NCPW’s Acting Chairman, Lieutenant Colonel Staff Rashid Mohammed Al-Naimi, stressed in his opening statement: “Aside from mitigating the risk of chemical accidents and the misuse of toxic chemicals, chemical safety and security is a significant contributor to economic and technological development, which the Chemical Weapons Convention promotes in Article XI. Chemical industry is an essential stakeholder in this endeavour.”
OPCW’s Head of the International Cooperation Branch, Mr Li Zhao, expressed: “Since its inception in 2012, the Chemical Safety and Security Programme in Doha has evolved to become a leading international forum connecting top experts and promoting good practices.”

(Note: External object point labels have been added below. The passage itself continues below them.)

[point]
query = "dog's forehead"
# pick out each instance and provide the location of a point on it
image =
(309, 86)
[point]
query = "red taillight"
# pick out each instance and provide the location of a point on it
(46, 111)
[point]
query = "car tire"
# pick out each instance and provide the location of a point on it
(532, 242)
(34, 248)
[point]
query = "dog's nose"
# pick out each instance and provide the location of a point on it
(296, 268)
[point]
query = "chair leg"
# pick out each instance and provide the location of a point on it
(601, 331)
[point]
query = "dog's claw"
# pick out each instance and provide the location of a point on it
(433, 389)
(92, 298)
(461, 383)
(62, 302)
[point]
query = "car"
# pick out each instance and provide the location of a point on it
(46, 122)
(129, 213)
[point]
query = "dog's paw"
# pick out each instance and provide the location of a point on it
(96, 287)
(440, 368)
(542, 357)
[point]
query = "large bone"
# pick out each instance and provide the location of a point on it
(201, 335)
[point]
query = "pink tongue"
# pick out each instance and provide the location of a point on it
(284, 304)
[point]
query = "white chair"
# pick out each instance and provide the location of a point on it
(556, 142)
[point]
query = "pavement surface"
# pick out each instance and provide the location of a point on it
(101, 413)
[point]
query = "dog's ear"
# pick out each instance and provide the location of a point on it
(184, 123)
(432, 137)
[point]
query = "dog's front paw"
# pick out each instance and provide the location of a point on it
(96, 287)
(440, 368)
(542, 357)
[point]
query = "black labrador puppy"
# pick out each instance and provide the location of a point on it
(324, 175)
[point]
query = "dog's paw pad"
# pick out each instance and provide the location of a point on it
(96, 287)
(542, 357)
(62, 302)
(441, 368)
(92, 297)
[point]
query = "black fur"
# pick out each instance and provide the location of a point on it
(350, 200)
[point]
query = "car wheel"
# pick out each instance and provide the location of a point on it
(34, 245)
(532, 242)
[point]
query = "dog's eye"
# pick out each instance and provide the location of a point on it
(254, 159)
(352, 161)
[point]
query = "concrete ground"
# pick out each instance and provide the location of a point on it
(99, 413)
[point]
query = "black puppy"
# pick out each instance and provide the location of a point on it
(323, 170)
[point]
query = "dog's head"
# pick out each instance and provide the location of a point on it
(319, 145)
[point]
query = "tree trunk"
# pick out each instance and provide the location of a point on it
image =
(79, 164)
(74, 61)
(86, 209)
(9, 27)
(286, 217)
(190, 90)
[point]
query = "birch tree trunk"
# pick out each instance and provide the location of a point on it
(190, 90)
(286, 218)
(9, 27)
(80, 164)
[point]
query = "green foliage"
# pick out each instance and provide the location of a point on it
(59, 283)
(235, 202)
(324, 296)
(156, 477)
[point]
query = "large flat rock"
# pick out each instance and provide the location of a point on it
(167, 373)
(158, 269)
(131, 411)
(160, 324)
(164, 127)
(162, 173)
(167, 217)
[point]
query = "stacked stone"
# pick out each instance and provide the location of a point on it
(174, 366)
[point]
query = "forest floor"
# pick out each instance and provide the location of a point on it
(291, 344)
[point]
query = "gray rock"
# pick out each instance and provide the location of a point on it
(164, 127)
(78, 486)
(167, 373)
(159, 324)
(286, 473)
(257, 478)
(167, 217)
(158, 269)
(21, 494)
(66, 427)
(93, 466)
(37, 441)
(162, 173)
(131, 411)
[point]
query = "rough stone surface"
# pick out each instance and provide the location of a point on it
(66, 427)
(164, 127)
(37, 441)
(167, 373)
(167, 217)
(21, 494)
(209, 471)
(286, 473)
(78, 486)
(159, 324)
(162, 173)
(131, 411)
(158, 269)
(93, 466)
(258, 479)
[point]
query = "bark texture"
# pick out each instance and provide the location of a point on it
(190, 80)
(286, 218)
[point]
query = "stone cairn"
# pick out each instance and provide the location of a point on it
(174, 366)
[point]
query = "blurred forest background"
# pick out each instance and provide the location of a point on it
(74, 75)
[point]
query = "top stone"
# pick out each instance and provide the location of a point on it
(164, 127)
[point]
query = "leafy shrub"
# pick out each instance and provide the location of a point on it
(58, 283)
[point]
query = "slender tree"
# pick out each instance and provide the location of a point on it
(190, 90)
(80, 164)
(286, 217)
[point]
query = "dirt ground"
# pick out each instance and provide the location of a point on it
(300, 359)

The workshop brought together chemical safety and security specialists from Asia, including representatives of chemical industry, industry associations, National Authorities, government departments, the defence sector, and academia. They learned how better chemical security management minimises the risk of misuse of highly toxic chemicals and reviewed the resources, tools and skills required to promote chemical security standards. The training also covered strategies to safeguard supply chains against both internal and external threats.
Expert trainers from the OPCW, the NCPW, the United Nations Office on Drugs and Crime (UNODC), INTERPOL, and the International Labour Organisation (ILO) led participants through interactive learning sessions, and responded to participants’ questions about applying the training to their own national contexts.
The workshop was attended by 88 representatives of the following 15 OPCW Member States: Afghanistan, Bangladesh, Bhutan, Cambodia, India, Indonesia, Malaysia, Myanmar, Pakistan, Philippines, Qatar, Sri Lanka, Vietnam, with observers from Germany and Spain.
As the implementing body for the Chemical Weapons Convention, the OPCW, with its 193 Member States, oversees the global endeavour to permanently eliminate chemical weapons. Since the Convention’s entry into force in 1997, it is the most successful disarmament treaty eliminating an entire class of weapons of mass destruction.
Over 98% of all declared chemical weapon stockpiles have been destroyed under OPCW verification. For its extensive efforts in eliminating chemical weapons, the OPCW received the 2013 Nobel Peace Prize.